La situazione in Centrafrica. “L’anno passato si è arrivati a un accordo condizionato: la comunità internazionale ha detto: ‘se smettete di combattervi vi diamo dei ministeri’: parlavano di governo inclusivo e di unità nazionale. Ma a mio avviso è stato un vero patteggiamento col nemico – dice ancora suor Elvira da Bangui –. Noi missionari, che conosciamo la sofferenza della gente, abbiamo sempre detto che non era giusto negoziare». A Bangui, in Centrafrica, vive anche padre Federico Trinchero, missionario Carmelitano scalzo che in una lettera raccolta dal mensile “Popoli e missione”, racconta: “paradossalmente il Centrafrica, dopo anni di guerra, è più pronto di altri ad affrontare situazioni di emergenza e a vivere anche in condizioni estreme”. In questo Paese massacrato dal conflitto tra Seleka (islamisti) ed anti-Balaka (di matrice cristiana), almeno fino al recente accordo di pace, l’arrivo della pandemia Covid-19 non ha portato finora grossi scombussolamenti. “Già è successo di non avere la scuola per mesi – racconta padre Trinchero – se non anni, di essere costretti a non uscire di casa per settimane, di allestire ospedali da campo, di rinunciare a viaggi o eventi e di organizzare il proprio ridottissimo budget mensile”.

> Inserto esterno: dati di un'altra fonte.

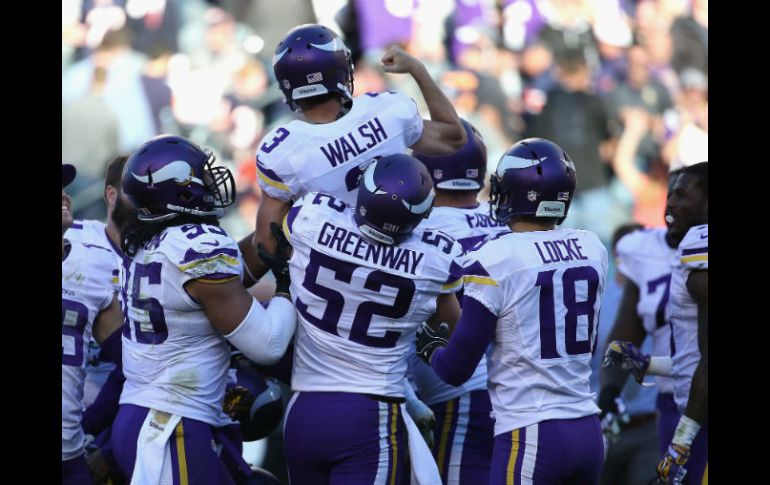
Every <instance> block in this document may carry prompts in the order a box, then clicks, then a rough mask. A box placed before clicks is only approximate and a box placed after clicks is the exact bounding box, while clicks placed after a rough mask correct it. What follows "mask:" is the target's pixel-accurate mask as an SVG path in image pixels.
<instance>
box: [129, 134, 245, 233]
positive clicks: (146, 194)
mask: <svg viewBox="0 0 770 485" xmlns="http://www.w3.org/2000/svg"><path fill="white" fill-rule="evenodd" d="M215 160H216V157H215V156H214V154H213V153H212V152H211V150H210V149H208V148H203V149H201V148H200V147H198V146H197V145H195V144H194V143H192V142H191V141H189V140H187V139H185V138H182V137H181V136H173V135H161V136H157V137H155V138H152V139H150V140H149V141H147V142H146V143H145V144H144V145H142V146H140V147H139V148H138V149H136V150H135V151H134V153H132V154H131V156H130V157H129V158H128V161H126V166H125V168H124V169H123V192H124V193H125V194H126V196H127V197H128V198H129V200H130V201H131V203H132V204H134V207H136V209H137V216H138V218H139V220H140V221H163V220H167V219H171V218H172V217H175V216H177V215H178V214H192V215H195V216H201V217H204V216H217V217H221V216H222V215H223V214H224V209H225V208H227V207H229V206H230V205H232V203H233V202H234V197H235V182H234V180H233V174H232V173H230V170H228V169H227V168H226V167H214V166H213V165H214V161H215Z"/></svg>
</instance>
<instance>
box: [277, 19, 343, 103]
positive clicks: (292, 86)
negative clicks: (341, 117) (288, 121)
mask: <svg viewBox="0 0 770 485" xmlns="http://www.w3.org/2000/svg"><path fill="white" fill-rule="evenodd" d="M273 72H274V74H275V78H276V80H277V81H278V86H279V88H280V89H281V92H282V93H283V97H284V102H285V103H286V104H288V105H289V108H291V109H292V110H297V105H296V101H297V100H299V99H305V98H311V97H314V96H320V95H323V94H328V93H338V94H341V95H342V96H343V97H344V98H345V99H352V98H353V60H352V54H351V52H350V49H348V48H347V46H345V43H344V42H342V39H341V38H340V36H339V35H337V34H336V33H335V32H334V31H332V30H330V29H328V28H326V27H324V26H322V25H316V24H305V25H300V26H298V27H295V28H294V29H292V30H290V31H289V32H288V33H287V34H286V36H285V37H284V38H283V40H282V41H281V42H280V43H279V44H278V46H277V47H276V49H275V54H274V55H273Z"/></svg>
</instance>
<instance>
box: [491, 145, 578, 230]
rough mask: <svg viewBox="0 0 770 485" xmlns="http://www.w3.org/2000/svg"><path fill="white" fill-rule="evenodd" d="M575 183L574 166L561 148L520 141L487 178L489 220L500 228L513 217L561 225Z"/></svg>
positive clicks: (574, 188)
mask: <svg viewBox="0 0 770 485" xmlns="http://www.w3.org/2000/svg"><path fill="white" fill-rule="evenodd" d="M576 183H577V179H576V175H575V164H574V163H573V162H572V159H571V158H570V157H569V155H568V154H567V152H565V151H564V150H563V149H562V148H561V147H559V146H558V145H556V144H555V143H553V142H551V141H548V140H545V139H542V138H527V139H525V140H521V141H520V142H518V143H516V144H514V145H513V146H512V147H511V148H510V149H509V150H508V151H507V152H505V153H504V154H503V156H502V157H501V158H500V161H499V162H498V165H497V169H496V170H495V172H494V173H493V174H492V175H491V176H490V184H491V187H490V201H489V207H490V216H491V217H492V219H494V220H495V221H497V222H499V223H502V224H507V223H508V222H509V221H510V220H511V218H513V217H515V216H530V217H536V218H540V217H543V218H553V219H556V220H557V223H558V224H561V223H562V222H563V221H564V219H565V218H566V217H567V213H568V211H569V206H570V203H571V202H572V199H573V197H574V196H575V185H576Z"/></svg>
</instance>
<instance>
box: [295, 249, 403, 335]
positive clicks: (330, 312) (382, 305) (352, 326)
mask: <svg viewBox="0 0 770 485" xmlns="http://www.w3.org/2000/svg"><path fill="white" fill-rule="evenodd" d="M322 267H323V268H326V269H329V270H331V271H333V272H334V279H335V280H336V281H339V282H340V283H346V284H348V285H349V284H350V282H351V281H352V278H353V271H355V270H356V269H357V268H360V266H359V265H357V264H354V263H349V262H347V261H340V260H338V259H335V258H332V257H330V256H327V255H325V254H323V253H319V252H318V251H313V250H311V251H310V264H308V267H307V271H306V272H305V280H304V281H303V282H302V286H304V287H305V289H307V290H308V291H309V292H310V293H312V294H314V295H315V296H317V297H319V298H321V299H324V300H326V309H325V310H324V313H323V315H322V316H321V318H318V317H316V316H314V315H312V314H311V313H310V312H308V305H307V304H306V303H304V302H303V301H302V300H301V299H299V298H297V311H298V312H299V313H300V315H302V316H303V317H304V318H305V319H306V320H307V321H308V322H310V323H312V324H313V325H315V326H316V327H318V328H320V329H321V330H323V331H325V332H329V333H331V334H332V335H337V336H340V334H339V333H337V324H338V323H339V321H340V317H341V316H342V309H343V307H344V306H345V297H344V296H343V295H342V293H340V292H339V291H337V290H334V289H332V288H329V287H326V286H323V285H321V284H319V283H318V271H319V270H320V268H322ZM383 286H389V287H391V288H396V289H397V290H398V291H397V293H396V297H395V300H394V301H393V304H392V305H383V304H380V303H375V302H373V301H364V302H363V303H361V304H359V305H358V308H357V309H356V314H355V317H353V325H352V327H351V329H350V336H349V337H348V338H349V339H350V340H352V341H353V342H357V343H359V344H362V345H366V346H367V347H380V348H392V347H395V346H396V342H397V341H398V337H399V336H400V335H401V332H396V331H393V330H387V331H386V332H385V335H383V336H382V337H374V336H371V335H369V324H370V323H371V322H372V317H373V316H374V315H380V316H383V317H387V318H391V319H398V318H401V317H403V316H404V315H406V312H407V311H409V306H410V305H411V304H412V297H413V296H414V281H412V280H409V279H406V278H403V277H401V276H396V275H393V274H390V273H386V272H384V271H379V270H375V271H372V272H371V273H369V276H367V278H366V282H365V283H364V288H365V289H367V290H370V291H373V292H378V293H379V292H380V290H381V289H382V287H383Z"/></svg>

Sud Sudan: la strada sbagliata. Un altro Paese profondamente instabile nonostante la firma dell’accordo di pace con il Sudan, è il Sud Sudan, alle prese con una guerra che si è trasformata in guerriglia interna. Padre Christian Carlassare, missionario comboniano, in Sud Sudan dal 2005, ha detto in un’intervista a Missio: “purtroppo già nel 2013 il Paese ha imboccato la strada sbagliata: una politica escludente che ha fatto precipitare il Paese in un conflitto interno che prende una colorazione etnica. Il processo di pacificazione nazionale infatti, nonostante offra un’arena di dialogo per molte persone, non sembra essere inclusivo e non da’ garanzie”.

Le pastorelle in Mozambico. Infine, il recente conflitto nel nord del Mozambico, a Cabo Delgado, dove si muovono milizie armate di matrice jihadista, che si fanno chiamare anche Ahlu Sunnah Wa-Jama, stanno minando la tranquillità di un Paese che sembrava uno dei più pacificati. “Indubbiamente siamo preoccupate. Gli ultimi attacchi sono a 150 km dalla città di Pemba dove siamo noi. Questi rivoltosi stanno scendendo e nessuno sembra essere in grado di intercettarli”,dice suor Franca Bettin, delle Pastorelle di Pemba, alla rivista NotiCum. Non è chiara l’identità dei terroristi, che però sarebbero affiliazioni degli al Shabab. “Si continua ad alzare la posta in gioco. È di questi giorni la notizia di 52 morti ai primi del mese di aprile. Mai così tanti – racconta –. Il vescovo di Pemba, dal quale dipende la regione di Cabo Delgado da due anni grida inascoltato, mettendosi in situazioni decisamente scomode. Chiede al governo interventi precisi, ha scritto perfino al segretario generale delle Nazioni Unite. È intervenuta la Conferenza episcopale mozambicana, chiedendo attenzione a quanto sta succedendo nella regione di Cabo Delgado”. Molti degli sfollati arrivano a Pemba da parenti o amici. “Gomes è un nostro vicino di casa e amico – raccontano le Pastorelle –. Sta accogliendo 20 persone in casa sua: parenti e amici di questi parenti. Sono arrivati dalla sera alla mattina, si sono accomodati alla meglio, la capacità di adattamento in Africa ha dell’incredibile. Queste venti persone però tutti i giorni devono mangiare qualcosa, e Gomes certamente non ha la possibilità di sfamarle”.